For web applications (which I suspect the majority of HN readers work on) then sure, but plenty of realtime or safety critical applications are perfectly ok with three-way redundancy.

Bad_CRC · on Feb 19, 2020

I work a lot with voip systems and it's much much easier to have one big machine that trying to make it work distributed...

PudgePacket · on Feb 19, 2020

I've heard lots of anecdotes from big sites doing fine with a small number of machines.

eg stackoverflow only has 1 active DB server, and 1 backup.

https://stackexchange.com/performance

endymi0n · on Feb 19, 2020

Actually, this makes a lot of sense. Reasoning about a single machine is just way simpler and keeps the full power of a modern transactional database at your fingertips. Backups keep taking longer and disaster recovery isn‘t as speedy anymore, but we‘re running on Postgres internally as well and I‘d scale that server as big as possible (even slightly beyond linear cost growth, which is pretty huge these days) before even thinking about alternatives.

aidenn0 · on Feb 18, 2020

Plenty of services can deal with X hours of downtime when a single machine fails for values of X that are longer than it takes to restore to a new machine from backups.

chucky_z · on Feb 19, 2020

I'd like to add to this and say that a server being down for 6 hours, that if over the life of its uptime (months? years?) saves uncountable number of hours on computations and complexity, is so worth it.

Heck, even a machine like that being down for a week is usually still worth it.

darkwater · on Feb 19, 2020

I do not agree, and it is not my experience.Mind you that I've always worked in small/mid-sized businesses (50-300 employees) and basically every service has someone needing it for their daily work.
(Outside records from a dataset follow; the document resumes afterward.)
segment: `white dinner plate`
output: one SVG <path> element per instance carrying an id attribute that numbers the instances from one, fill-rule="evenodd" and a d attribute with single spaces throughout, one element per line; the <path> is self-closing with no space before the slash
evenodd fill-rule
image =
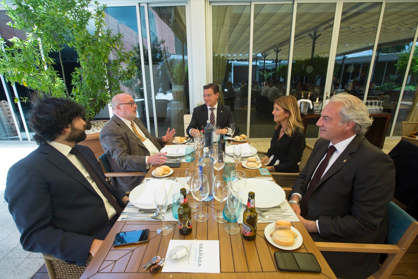
<path id="1" fill-rule="evenodd" d="M 248 198 L 248 192 L 255 194 L 255 206 L 260 208 L 272 207 L 285 200 L 286 194 L 283 189 L 275 183 L 259 178 L 247 178 L 245 191 L 240 197 L 242 200 Z"/>
<path id="2" fill-rule="evenodd" d="M 252 153 L 251 154 L 249 154 L 249 155 L 246 155 L 245 156 L 242 156 L 241 157 L 242 157 L 243 158 L 245 158 L 245 157 L 251 157 L 251 156 L 255 155 L 256 154 L 257 154 L 257 150 L 256 148 L 254 148 L 252 146 L 250 146 L 250 149 L 251 149 L 251 151 L 252 151 Z M 227 153 L 227 154 L 228 155 L 229 155 L 230 156 L 231 156 L 232 158 L 234 158 L 234 153 L 233 153 L 233 152 L 231 153 Z"/>
<path id="3" fill-rule="evenodd" d="M 155 174 L 154 174 L 154 172 L 155 171 L 155 170 L 154 169 L 153 171 L 153 172 L 151 173 L 151 174 L 153 175 L 153 177 L 166 177 L 168 176 L 174 172 L 174 171 L 173 170 L 173 169 L 171 169 L 171 170 L 170 171 L 170 172 L 168 173 L 168 174 L 165 174 L 164 175 L 161 175 L 161 177 L 159 177 L 158 176 L 155 175 Z"/>
<path id="4" fill-rule="evenodd" d="M 180 192 L 180 189 L 182 188 L 184 188 L 184 186 L 182 186 L 180 183 L 176 181 L 173 181 L 173 180 L 169 179 L 164 180 L 166 180 L 166 181 L 170 181 L 171 182 L 171 187 L 170 189 L 170 192 L 168 192 L 168 194 L 167 195 L 167 200 L 168 202 L 168 205 L 169 206 L 171 205 L 171 203 L 173 202 L 173 195 L 174 195 L 176 193 Z M 143 209 L 155 209 L 155 205 L 141 205 L 139 206 L 134 203 L 134 202 L 139 197 L 139 196 L 141 194 L 142 194 L 142 191 L 144 190 L 144 189 L 145 189 L 145 187 L 146 187 L 147 183 L 149 183 L 150 181 L 152 181 L 152 179 L 147 181 L 146 182 L 144 182 L 142 184 L 140 184 L 138 186 L 133 188 L 133 189 L 131 191 L 130 194 L 129 194 L 129 200 L 132 201 L 131 202 L 131 203 L 137 207 L 142 208 Z"/>
<path id="5" fill-rule="evenodd" d="M 179 143 L 177 143 L 179 144 Z M 183 145 L 178 145 L 178 146 L 166 146 L 161 148 L 161 150 L 160 151 L 160 152 L 167 152 L 167 155 L 166 155 L 167 157 L 181 157 L 182 156 L 184 156 L 186 154 L 186 148 L 188 147 L 189 146 L 184 144 Z M 177 154 L 170 154 L 168 153 L 168 151 L 174 149 L 175 148 L 179 148 L 182 149 L 183 150 L 180 151 L 180 153 L 177 153 Z"/>
<path id="6" fill-rule="evenodd" d="M 295 238 L 295 243 L 292 246 L 283 246 L 277 244 L 273 241 L 273 238 L 270 236 L 270 234 L 274 230 L 274 223 L 271 223 L 268 225 L 264 229 L 264 235 L 266 239 L 272 244 L 273 246 L 275 246 L 278 248 L 283 249 L 285 250 L 293 250 L 297 249 L 301 247 L 302 245 L 303 240 L 302 235 L 299 231 L 296 230 L 294 227 L 291 227 L 290 229 L 298 234 L 298 236 Z"/>
<path id="7" fill-rule="evenodd" d="M 248 162 L 247 162 L 247 161 L 246 161 L 242 162 L 242 166 L 243 166 L 245 168 L 247 168 L 247 169 L 260 169 L 260 167 L 261 167 L 261 163 L 259 163 L 258 162 L 255 162 L 255 163 L 257 163 L 258 164 L 257 165 L 257 166 L 256 167 L 255 167 L 255 168 L 251 168 L 251 167 L 250 167 L 249 166 L 247 166 L 247 163 L 248 163 Z"/>

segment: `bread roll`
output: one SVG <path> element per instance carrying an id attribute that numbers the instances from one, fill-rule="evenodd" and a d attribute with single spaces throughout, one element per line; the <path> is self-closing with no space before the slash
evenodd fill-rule
<path id="1" fill-rule="evenodd" d="M 255 162 L 249 162 L 247 161 L 247 164 L 245 164 L 249 168 L 256 168 L 258 166 L 258 164 Z"/>
<path id="2" fill-rule="evenodd" d="M 273 233 L 274 232 L 276 231 L 276 230 L 283 230 L 283 231 L 287 232 L 288 233 L 290 233 L 291 235 L 292 235 L 292 236 L 293 236 L 293 237 L 296 237 L 296 236 L 298 236 L 299 235 L 298 234 L 296 233 L 295 232 L 294 232 L 291 230 L 290 230 L 289 229 L 279 229 L 278 230 L 273 230 L 273 231 L 272 231 L 271 232 L 271 233 L 270 234 L 270 236 L 272 236 L 273 235 Z"/>
<path id="3" fill-rule="evenodd" d="M 171 171 L 171 168 L 170 168 L 168 166 L 166 166 L 165 165 L 163 165 L 163 166 L 161 166 L 160 167 L 161 167 L 161 169 L 162 169 L 165 171 L 168 171 L 168 172 L 170 172 L 170 171 Z"/>
<path id="4" fill-rule="evenodd" d="M 271 237 L 273 241 L 279 245 L 292 246 L 295 244 L 295 238 L 290 233 L 284 230 L 275 230 Z"/>
<path id="5" fill-rule="evenodd" d="M 285 219 L 281 219 L 274 223 L 274 229 L 278 230 L 279 229 L 289 229 L 292 227 L 292 223 L 290 223 Z"/>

Sure, they may live without it for some times, but you will make their lives more miserable.

And anyway if you already have all in place to completely rebuild every SPOF machine from scratch in a few hours, go the extra mile and make it an active/passive cluster, even manually switched, and make the downtime a minutes thing.

aidenn0 · on Feb 20, 2020

A small amount of work over a long period of time (i.e. setting up a redundant system) may be worse than losing a large amount of work in a short period of time.

Single machines just don't fail that often. I managed a database server for an internal tool and the machine failed once in about 10 years. It was commodity hardware, so I just restored the backups to a spare workstation and it was back up in less than 2 hours. 15 people used this service and they could get some work done, without it, so there was less than 30 person-hours of productivity lost. If I spent 30 hours getting failover &c. working for this system over a 10 year period, it would have been more hours lost for the company than the failure caused.

lmeyerov · on Feb 19, 2020

Totally. We could replace our GPU stack with who knows how many CPUs to hit the same 20ms SLAs, and we'll just pretend data transfer overhead doesn't exist ;-)

More seriously, we're adding multi-node stuff for isolation and multi-GPU for performance. Both are quite different... and useful!

mrich · on Feb 19, 2020

The solution often is to have a warm standby that can take over immediately. You do not get any distributed overhead that is present in a fully load-balanced system during normal operation, and only pay a small amount in the very exceptional failure case.